Implementation:DataTalksClub Data engineering zoomcamp Kestra PostgreSQL Queries DDL
| Metadata | |
|---|---|
| Knowledge Sources | repo: DataTalksClub/data-engineering-zoomcamp, docs: Kestra Documentation, Kestra PostgreSQL Queries Plugin |
| Domains | Data Modeling, DDL, Schema Management, Conditional Logic, PostgreSQL |
| Last Updated | 2026-02-09 14:00 GMT |
Overview
Concrete tool for creating dynamically-schemed PostgreSQL tables using the Kestra PostgreSQL Queries plugin combined with the Kestra If flowable task for conditional branching based on taxi type input.
Description
This implementation uses io.kestra.plugin.jdbc.postgresql.Queries to execute CREATE TABLE IF NOT EXISTS DDL statements, wrapped inside io.kestra.plugin.core.flow.If conditional blocks that evaluate the inputs.taxi parameter.

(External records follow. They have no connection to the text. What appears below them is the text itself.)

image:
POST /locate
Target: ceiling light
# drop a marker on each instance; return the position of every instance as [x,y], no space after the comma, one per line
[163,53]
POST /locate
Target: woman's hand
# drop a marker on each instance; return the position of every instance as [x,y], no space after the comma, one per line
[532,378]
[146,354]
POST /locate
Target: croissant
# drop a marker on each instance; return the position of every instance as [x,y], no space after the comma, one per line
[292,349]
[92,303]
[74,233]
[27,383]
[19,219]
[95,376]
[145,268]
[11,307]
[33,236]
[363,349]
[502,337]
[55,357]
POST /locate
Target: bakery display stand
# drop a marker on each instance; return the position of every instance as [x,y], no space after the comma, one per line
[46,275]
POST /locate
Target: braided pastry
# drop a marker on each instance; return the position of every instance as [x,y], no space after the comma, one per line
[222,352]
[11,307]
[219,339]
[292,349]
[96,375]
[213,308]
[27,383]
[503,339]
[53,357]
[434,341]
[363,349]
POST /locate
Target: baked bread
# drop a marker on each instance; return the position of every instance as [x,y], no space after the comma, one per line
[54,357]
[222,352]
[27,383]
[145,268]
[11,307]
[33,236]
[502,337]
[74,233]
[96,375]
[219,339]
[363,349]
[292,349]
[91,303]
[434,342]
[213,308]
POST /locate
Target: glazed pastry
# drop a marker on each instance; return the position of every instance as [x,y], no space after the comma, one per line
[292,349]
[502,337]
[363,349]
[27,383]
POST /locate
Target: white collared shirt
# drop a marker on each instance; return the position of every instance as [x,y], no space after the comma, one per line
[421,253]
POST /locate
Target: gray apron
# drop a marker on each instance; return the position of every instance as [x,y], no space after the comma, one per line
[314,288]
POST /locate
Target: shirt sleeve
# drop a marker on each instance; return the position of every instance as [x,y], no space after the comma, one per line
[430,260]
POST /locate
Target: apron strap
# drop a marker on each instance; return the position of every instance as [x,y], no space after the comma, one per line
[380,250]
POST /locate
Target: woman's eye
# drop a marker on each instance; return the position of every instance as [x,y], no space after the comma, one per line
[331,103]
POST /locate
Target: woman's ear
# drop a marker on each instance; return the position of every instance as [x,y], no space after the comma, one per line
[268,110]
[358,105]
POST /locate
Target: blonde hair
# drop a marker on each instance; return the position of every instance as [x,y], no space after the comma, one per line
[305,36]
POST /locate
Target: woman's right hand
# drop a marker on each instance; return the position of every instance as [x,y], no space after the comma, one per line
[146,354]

The conditional branching selects one of two schema definitions:
- Yellow taxi schema (20 columns): includes
tpep_pickup_datetime,tpep_dropoff_datetime, and 18 other columns specific to yellow taxi trip data. - Green taxi schema (22 columns): includes
lpep_pickup_datetime,lpep_dropoff_datetime, plus additional columnsehail_feeandtrip_type.
Both schemas include two infrastructure columns (unique_row_id and filename) that are populated in later pipeline stages. For each schema variant, both a production table and a staging table are created, followed by a TRUNCATE of the staging table to ensure a clean landing zone.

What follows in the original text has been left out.